Re: [PATCH v6 19/22] x86/resctrl: Introduce the interface to switch between monitor modes

From: Peter Newman
Date: Mon Aug 19 2024 - 14:27:57 EST


Hi Reinette,

On Mon, Aug 19, 2024 at 7:53 AM Reinette Chatre
<reinette.chatre@xxxxxxxxx> wrote:
>
> Hi Peter and James,
>
> On 8/16/24 11:09 AM, Reinette Chatre wrote:
> > Hi Peter,
> >
> > On 8/16/24 10:16 AM, Peter Newman wrote:
> >> Hi Reinette,
> >>
> >> On Fri, Aug 16, 2024 at 10:01 AM Reinette Chatre
> >> <reinette.chatre@xxxxxxxxx> wrote:
> >>>
> >>> Hi James,
> >>>
> >>> On 8/16/24 9:31 AM, James Morse wrote:
> >>>> Hi Babu,
> >>>>
> >>>> On 06/08/2024 23:00, Babu Moger wrote:
> >>>>> Introduce interface to switch between ABMC and legacy modes.
> >>>>>
> >>>>> By default ABMC is enabled on boot if the feature is available.
> >>>>> Provide the interface to go back to legacy mode if required.
> >>>>
> >>>> I may have missed it on an earlier version ... why would anyone want the non-ABMC
> >>>> behaviour on hardware that requires it: counters randomly reset and randomly return
> >>>> 'Unavailable'... is that actually useful?
> >>>>
> >>>> You default this to on, so there isn't a backward compatibility argument here.
> >>>>
> >>>> It seems like being able to disable this is a source of complexity - is it needed?
> >>>
> >>> The ability to go back to legacy was added while looking ahead to support the next
> >>> "assignable counter" feature that is software based ("soft-RMID" .. "soft-ABMC"?).
> >>>
> >>> This series adds support for ABMC on recent AMD hardware to address the issue described
> >>> in cover letter. This issue also exists on earlier AMD hardware that does not have the ABMC
> >>> feature and Peter is working on a software solution to address the issue on non-ABMC hardware.
> >>> This software solution is expected to have the same interface as the hardware solution but
> >>> earlier discussions revealed that it may introduce extra latency that users may only want to
> >>> accept during periods of active monitoring. Thus the option to disable the counter assignment
> >>> mode.
> >>
> >> Sorry again for the soft-RMID/soft-ABMC confusion[1], it was soft-RMID
> >> that impacted context switch latency. Soft-ABMC does not require any
> >> additional work at context switch.
> >
> > No problem. I did read [1] but I do not think I've seen soft-ABMC yet so
> > my understanding of what it does is vague.
> >
> >> The only disadvantage to soft-ABMC I can think of is that it also
> >> limits reading llc_occupancy event counts to "assigned" groups,
> >> whereas without it, llc_occupancy works reliably on all RMIDs on AMD
> >> hardware.
> >
> > hmmm ... keeping original llc_occupancy behavior does seem useful enough
> > as motivation to keep the "legacy"/"default" mbm_assign_mode? It does sound
> > to me as though soft-ABMC may not be as accurate when it comes to llc_occupancy.
> > As I understand the hardware may tag entries in cache with RMID and that has a longer
> > lifetime than the tasks that allocated that data into the cache. If soft-ABMC
> > permanently associates an RMID with a local and total counter pair but that
> > RMID is dynamically assigned to resctrl groups then a group may not always
> > get the same RMID ... and thus its llc_occupancy data would be a combination of
> > its cache allocations and all the cache allocations of resource groups that had
> > that RMID before it. This may need significantly enhanced "limbo" handling?
>

For the use case of soft-ABMC that I'm aware of, it would be better to
disable llc_occupancy events and accept it as a limitation as we're
not using this feature. I don't want to slow down the rate at which
MBM counters could be reassigned. Over the course of a multiple-second
bandwidth measurement window on a bandwidth-saturated host, a previous
group's initial cache occupancy isn't significant enough to justify a
limbo period, especially when padded out to 1 second.

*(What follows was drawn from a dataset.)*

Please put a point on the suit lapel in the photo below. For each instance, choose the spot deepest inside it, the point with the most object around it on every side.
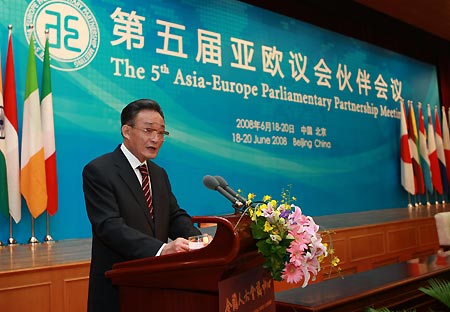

I would feel differently if my users were more interested in
llc_occupancy counts and it was possible for the LLC to immediately
notify when the occupancy threshold for any of a set of groups has
been crossed.

> To expand on this we may have to rework the interface if the counters can be
> assigned to events other than MBM.
>
> James: could you please elaborate how you plan to use this feature and if this
> interface works for the planned usage?
>
> Peter: considering the previous example [1] where soft-ABMC was using the "mbm_control"
> interface I do not think it is ideal to only use the "t" and "l" flags while
> llc_occupancy is also enabled/disabled via this interface. We should consider
> (a) renaming the control file to indicate larger scope than MBM, (b) add flags
> for llc_occupancy. What do you think? I believe this is in line with stated goal
> from [1]: "I believe mbm_control should always accurately reflect which events
> are being counted."

I should have said, "I believe mbm_control should always accurately
reflect which _MBM_ events are being counted."

In general, MBM requires maintaining cumulative, running counts, while
llc_occupancy is only a snapshot of cache usage. This is why MBM
results in contended resources (counters) which must be managed by the
user. In the MPAM implementations I've seen so far, a small number
(relative to the number of monitoring groups supported) of occupancy
monitors is sufficient for a large number of groups, because it only
limits the number of monitoring groups' occupancy counts which can be
read in parallel and can be adequately managed within the MPAM driver
without user interaction.

Because of this, broadening the scope of mbm_control to include
occupancy would only serve to remind the user whether occupancy is
supported, but would provide no new information beyond what's already
provided by mon_features.

-Peter